Quick Start Guide

Current Release: v2.3.0

Step 1: Bootstrap DevSpark

Open a chat with your AI agent inside the target repository and paste the command for your agent:

GitHub Copilot

@workspace Follow the instructions at https://raw.githubusercontent.com/markhazleton/devspark/main/quickstart/devspark_quickstart_copilot.md

Claude Code

Follow the instructions at https://raw.githubusercontent.com/markhazleton/devspark/main/quickstart/devspark_quickstart_claudecode.md

Cursor

Follow the instructions at https://raw.githubusercontent.com/markhazleton/devspark/main/quickstart/devspark_quickstart_cursor.md

Codex

Follow the instructions at https://raw.githubusercontent.com/markhazleton/devspark/main/quickstart/devspark_quickstart_codex.md

For Codex-specific workflow guidance, see DevSpark and Codex.

Any Other Agent

Follow the instructions at https://raw.githubusercontent.com/markhazleton/devspark/main/quickstart/devspark_quickstart_generic.md

The agent first asks only the install-critical questions, checks for existing DevSpark or legacy layouts, and only asks for project name, tech stack, and core principles when a constitution still needs to be created. No CLI required.

Need terminal-driven setup or execution? See Other Ways to Get Started for CLI installation options, then use the runtime guidance in Harness Engineering.


Step 2: Build Your First Feature

Once bootstrapped, run these slash commands in your AI agent's chat.

2a. Define Your Constitution

/devspark.constitution Security-first. TDD required. All public APIs must have documentation.

2b. Create the Spec

Describe what you want to build and why -- no tech stack yet. Keep it product-focused.

/devspark.specify Build a photo album organizer. Albums grouped by date, drag-and-drop reordering, tile-based photo previews.

/devspark.specify is route-aware. It recommends a one-off fix, quick spec, or full spec path, explains why, and asks you to confirm before it creates artifacts.

Anti-pattern: /devspark.specify Build a React app with Redux and PostgreSQL for photo management -- this locks you into a solution before the problem is fully understood.

2c.

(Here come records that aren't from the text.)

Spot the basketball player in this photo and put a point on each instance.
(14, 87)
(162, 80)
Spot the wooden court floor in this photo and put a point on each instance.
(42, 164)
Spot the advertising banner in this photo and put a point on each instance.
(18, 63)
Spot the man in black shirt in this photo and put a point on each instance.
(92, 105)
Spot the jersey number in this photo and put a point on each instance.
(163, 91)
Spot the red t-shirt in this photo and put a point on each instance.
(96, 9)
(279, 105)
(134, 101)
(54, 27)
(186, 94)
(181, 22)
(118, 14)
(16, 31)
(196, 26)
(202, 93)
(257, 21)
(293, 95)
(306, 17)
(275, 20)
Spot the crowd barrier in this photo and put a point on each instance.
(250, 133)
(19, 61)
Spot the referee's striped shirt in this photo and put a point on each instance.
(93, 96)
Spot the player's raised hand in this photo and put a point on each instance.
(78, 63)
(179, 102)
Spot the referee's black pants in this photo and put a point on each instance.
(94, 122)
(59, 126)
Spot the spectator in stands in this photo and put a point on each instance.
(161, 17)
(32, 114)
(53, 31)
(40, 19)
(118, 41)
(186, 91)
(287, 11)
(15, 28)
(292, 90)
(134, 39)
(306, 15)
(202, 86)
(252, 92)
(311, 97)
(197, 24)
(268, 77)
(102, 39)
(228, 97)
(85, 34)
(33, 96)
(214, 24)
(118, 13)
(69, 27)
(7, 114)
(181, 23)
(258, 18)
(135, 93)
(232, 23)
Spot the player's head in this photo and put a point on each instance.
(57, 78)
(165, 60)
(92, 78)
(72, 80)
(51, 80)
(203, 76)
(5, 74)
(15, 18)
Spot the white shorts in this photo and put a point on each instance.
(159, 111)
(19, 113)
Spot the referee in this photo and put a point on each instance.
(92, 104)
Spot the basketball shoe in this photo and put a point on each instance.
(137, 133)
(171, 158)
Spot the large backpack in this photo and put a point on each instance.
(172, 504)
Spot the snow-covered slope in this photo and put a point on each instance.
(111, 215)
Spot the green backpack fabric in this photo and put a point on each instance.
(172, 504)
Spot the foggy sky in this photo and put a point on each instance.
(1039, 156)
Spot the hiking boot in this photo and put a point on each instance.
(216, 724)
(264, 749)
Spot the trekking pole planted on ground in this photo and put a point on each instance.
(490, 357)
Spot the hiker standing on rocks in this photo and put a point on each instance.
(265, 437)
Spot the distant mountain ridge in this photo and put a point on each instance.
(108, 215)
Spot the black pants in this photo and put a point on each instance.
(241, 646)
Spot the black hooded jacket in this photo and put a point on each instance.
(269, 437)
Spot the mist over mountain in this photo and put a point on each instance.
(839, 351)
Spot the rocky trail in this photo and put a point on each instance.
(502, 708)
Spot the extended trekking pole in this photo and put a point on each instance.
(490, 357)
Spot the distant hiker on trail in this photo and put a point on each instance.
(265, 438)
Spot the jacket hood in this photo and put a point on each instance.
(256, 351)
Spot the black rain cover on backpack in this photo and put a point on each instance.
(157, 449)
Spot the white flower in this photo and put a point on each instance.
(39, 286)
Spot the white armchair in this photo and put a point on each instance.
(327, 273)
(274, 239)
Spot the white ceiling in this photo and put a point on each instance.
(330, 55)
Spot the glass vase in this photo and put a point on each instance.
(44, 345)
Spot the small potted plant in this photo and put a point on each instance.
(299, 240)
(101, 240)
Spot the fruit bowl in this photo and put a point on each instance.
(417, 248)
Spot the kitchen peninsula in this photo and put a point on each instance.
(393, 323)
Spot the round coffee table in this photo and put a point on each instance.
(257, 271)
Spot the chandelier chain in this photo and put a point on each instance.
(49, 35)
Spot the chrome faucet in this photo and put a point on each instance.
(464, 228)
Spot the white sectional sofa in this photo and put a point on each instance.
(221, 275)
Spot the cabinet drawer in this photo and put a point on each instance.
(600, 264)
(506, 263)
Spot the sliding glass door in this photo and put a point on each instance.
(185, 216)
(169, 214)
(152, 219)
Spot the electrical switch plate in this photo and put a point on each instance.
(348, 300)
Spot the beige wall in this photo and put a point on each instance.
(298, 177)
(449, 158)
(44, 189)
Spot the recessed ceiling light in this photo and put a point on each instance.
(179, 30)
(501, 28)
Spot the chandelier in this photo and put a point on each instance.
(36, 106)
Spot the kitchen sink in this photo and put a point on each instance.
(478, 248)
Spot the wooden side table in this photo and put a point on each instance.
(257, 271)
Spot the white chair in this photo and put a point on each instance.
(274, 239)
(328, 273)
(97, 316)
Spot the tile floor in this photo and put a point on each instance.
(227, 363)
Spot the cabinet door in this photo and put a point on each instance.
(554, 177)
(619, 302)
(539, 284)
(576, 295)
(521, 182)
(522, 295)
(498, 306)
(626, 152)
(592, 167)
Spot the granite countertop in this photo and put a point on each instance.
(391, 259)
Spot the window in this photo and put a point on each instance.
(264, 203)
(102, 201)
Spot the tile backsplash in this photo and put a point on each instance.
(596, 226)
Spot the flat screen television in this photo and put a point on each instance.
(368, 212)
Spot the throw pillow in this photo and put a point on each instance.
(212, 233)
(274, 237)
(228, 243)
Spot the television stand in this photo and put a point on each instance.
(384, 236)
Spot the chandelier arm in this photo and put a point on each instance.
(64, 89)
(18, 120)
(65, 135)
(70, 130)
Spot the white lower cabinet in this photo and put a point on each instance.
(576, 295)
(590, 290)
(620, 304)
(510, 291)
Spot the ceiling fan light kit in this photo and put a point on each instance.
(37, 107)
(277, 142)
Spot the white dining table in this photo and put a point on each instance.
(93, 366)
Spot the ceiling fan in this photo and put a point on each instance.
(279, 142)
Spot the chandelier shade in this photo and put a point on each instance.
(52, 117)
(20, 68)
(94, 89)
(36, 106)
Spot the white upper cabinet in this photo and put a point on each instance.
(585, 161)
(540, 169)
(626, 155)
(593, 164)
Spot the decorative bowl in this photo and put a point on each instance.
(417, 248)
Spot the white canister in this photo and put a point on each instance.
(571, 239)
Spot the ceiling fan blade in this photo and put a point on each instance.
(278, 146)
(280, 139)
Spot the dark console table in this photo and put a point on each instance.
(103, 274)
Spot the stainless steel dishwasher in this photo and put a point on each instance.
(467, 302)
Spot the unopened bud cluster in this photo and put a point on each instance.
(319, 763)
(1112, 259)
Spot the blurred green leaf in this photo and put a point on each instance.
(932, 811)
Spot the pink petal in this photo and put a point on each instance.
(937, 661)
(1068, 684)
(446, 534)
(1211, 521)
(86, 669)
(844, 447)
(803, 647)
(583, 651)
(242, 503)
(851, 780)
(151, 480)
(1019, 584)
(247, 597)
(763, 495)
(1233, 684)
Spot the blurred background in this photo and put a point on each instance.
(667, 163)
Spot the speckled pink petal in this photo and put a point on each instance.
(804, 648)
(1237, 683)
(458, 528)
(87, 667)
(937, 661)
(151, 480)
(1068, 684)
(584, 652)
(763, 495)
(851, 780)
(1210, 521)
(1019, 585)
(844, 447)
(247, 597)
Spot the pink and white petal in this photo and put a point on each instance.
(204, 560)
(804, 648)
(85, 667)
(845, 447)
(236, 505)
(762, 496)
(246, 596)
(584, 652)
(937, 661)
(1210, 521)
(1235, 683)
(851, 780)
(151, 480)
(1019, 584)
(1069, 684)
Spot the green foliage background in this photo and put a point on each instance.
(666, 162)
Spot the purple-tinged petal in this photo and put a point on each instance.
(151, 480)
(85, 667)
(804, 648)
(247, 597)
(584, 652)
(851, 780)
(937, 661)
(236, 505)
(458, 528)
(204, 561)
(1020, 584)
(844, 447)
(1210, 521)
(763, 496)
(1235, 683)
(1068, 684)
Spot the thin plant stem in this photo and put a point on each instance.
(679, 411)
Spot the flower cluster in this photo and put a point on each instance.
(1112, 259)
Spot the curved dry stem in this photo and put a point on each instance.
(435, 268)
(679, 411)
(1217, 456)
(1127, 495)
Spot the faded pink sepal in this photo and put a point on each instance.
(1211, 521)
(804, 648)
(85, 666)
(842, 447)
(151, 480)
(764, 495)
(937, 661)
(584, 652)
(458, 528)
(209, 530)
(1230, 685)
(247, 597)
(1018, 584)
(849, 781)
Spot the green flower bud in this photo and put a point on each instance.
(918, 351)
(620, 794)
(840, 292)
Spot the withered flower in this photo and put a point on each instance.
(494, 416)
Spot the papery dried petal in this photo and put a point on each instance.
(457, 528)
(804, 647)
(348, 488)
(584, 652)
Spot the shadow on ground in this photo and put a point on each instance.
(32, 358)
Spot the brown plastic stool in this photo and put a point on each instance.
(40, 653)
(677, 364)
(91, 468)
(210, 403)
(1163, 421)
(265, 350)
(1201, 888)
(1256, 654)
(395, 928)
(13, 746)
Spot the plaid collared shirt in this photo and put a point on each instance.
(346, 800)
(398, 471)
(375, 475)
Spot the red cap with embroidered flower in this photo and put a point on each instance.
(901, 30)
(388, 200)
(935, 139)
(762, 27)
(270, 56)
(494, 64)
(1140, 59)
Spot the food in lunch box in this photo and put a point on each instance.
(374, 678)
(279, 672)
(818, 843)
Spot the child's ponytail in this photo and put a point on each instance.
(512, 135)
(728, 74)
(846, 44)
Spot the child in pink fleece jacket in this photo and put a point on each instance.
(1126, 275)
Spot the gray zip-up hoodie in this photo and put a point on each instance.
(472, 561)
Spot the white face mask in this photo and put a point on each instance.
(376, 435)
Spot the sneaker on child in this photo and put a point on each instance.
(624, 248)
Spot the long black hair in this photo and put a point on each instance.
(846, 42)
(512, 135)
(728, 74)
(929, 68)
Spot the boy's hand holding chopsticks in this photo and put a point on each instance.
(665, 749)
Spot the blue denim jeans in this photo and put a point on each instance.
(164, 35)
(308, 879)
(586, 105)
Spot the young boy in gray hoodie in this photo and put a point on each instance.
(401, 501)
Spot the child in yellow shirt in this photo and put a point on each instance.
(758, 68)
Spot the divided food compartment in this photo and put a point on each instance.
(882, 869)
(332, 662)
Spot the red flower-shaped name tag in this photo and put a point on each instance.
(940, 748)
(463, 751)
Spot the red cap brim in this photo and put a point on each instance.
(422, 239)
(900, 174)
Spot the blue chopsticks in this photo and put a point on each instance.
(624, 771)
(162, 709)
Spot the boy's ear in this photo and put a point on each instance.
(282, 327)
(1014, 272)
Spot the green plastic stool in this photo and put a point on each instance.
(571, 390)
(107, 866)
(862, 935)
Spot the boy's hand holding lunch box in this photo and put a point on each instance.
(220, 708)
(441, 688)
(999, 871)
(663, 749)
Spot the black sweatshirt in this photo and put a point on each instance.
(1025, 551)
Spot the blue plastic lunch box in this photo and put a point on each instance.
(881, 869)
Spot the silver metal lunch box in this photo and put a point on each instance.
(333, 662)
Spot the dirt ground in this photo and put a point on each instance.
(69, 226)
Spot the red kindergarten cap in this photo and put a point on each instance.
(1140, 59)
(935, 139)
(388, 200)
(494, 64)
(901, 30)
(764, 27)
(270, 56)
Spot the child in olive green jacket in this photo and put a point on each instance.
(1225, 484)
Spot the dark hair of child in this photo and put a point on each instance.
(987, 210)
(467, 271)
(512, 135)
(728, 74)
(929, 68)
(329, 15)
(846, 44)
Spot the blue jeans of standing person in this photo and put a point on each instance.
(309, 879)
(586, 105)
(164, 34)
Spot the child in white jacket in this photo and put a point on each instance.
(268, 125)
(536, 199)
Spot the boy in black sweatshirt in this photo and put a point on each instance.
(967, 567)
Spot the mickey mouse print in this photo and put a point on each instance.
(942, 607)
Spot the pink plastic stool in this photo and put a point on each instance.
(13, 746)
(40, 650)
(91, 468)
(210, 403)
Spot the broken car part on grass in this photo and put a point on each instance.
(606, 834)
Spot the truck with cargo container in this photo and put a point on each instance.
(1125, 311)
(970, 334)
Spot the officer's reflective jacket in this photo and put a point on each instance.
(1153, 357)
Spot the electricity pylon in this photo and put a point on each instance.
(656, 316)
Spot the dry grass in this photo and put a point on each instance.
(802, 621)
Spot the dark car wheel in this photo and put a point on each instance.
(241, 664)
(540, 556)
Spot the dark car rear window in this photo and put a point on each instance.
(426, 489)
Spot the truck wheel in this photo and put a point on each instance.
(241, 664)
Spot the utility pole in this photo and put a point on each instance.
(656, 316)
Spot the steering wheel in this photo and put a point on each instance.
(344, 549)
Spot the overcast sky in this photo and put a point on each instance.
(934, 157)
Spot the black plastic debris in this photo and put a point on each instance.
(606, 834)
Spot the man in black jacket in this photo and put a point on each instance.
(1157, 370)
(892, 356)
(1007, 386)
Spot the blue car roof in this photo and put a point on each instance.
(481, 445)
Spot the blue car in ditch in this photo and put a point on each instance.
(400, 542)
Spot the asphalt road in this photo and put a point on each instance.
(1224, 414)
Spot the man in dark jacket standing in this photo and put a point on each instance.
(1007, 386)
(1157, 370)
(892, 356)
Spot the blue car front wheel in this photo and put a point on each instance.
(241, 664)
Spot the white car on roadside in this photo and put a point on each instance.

Refine the Spec (Optional)

Ask about user needs and constraints, not implementation details.

/devspark.clarify Focus on security and performance requirements.

Anti-pattern: /devspark.clarify Should we use WebSockets or SSE? -- save technology choices for the plan phase.

2d. Create the Implementation Plan

Now provide your tech stack. The plan translates product requirements into architecture.

/devspark.plan Use Vite with vanilla HTML/CSS/JS. Images stored locally, metadata in SQLite.

2e. Generate Tasks and Implement

/devspark.tasks

Optionally validate first with /devspark.analyze or /devspark.critic, then:

/devspark.implement

Step 3: Review and Release

After implementation completes (spec status becomes Complete), draft the PR and review it:

/devspark.create-pr
/devspark.pr-review

If you push more commits after review feedback or a rebase, refresh the description with /devspark.update-pr before re-reviewing.

The review checks that the spec is Complete and all tasks are done before recommending approval. Merge the PR after approval.

At the end of the sprint, archive completed specs and generate release notes:

/devspark.release

See Implementation Lifecycle for the full spec status lifecycle and sprint cadence.


What's Next

Strict Harness Path

For delivery-integrity focused execution, use the strict harness template and run with an explicit write-capable adapter:

devspark harness run sample.harness.yaml --hands-off --adapter claude_code

If the latest run is not create-pr ready, inspect decision-packet.json and no-change-explainer.md before continuing.